Monday, July 21, 2008

The Joys of Adult Conversion

Embracing Catholic Christianity as a sentient adult has its blessings. Currently topping my list is the blessing of not having been raised Catholic and therefore unable to do anything liturgical by rote. For me, liturgy is not at all what the symbolic interactionists would call a "world-taken-for-granted." [Note to self: spend some time thinking about how to reconcile prior training in and affection for this phenomenological approach with B16's teachings about the perils of moral relativism.] Okay, back to the Earth plane.

I, for one, could not lip-sync the Mass, although I can recite most key congregational speaking parts in a heartfelt way.

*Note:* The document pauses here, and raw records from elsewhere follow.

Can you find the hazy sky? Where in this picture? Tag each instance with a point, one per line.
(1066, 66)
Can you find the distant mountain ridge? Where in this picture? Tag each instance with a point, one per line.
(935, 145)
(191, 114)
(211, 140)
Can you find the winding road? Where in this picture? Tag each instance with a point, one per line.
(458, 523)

I'm not too proud to admit being at a near total loss when expected to proclaim anything other than A or B options for the mystery of faith. Anyone standing near by might wonder if I'm saying, "WhenweeatthisbreadandhumunahhumahJesusblahblahglory." Not to worry all you Cradle Catholics, I'm determined to learn C and D long before it's time for my own funeral Mass.

So can you imagine what happens when I'm asked to be an Altar Server?

Sometimes this happens when I show up to read for the noon Mass. And if you think it's a young priest who invites me to serve him as he serves us, you'd be wrong. I'm granted this privilege by a man who really is old enough to be my father.

I do not take this privilege for granted. I cannot do it by rote. I always think I've messed up something sacred and he always kindly tells me I've done "fine job." I always say, "thank you, Father" and mean it. I also resist adding that I'd probably do an even finer job if I were wearing an alb and a huge pectoral cross and was eight years old.

1 comment:

  1. I am a long-distance witness to Meredith's spiritual journey from Judaism (really materialism with Knishes) to Catholicism and the stops in between at the Ashram and more American-made Christian Churches. It is delightful to see Our Lord use Meredith. She is living confirmation of the mystery that we will be truly one in Christ and with Christ yet remain vividly ourselves.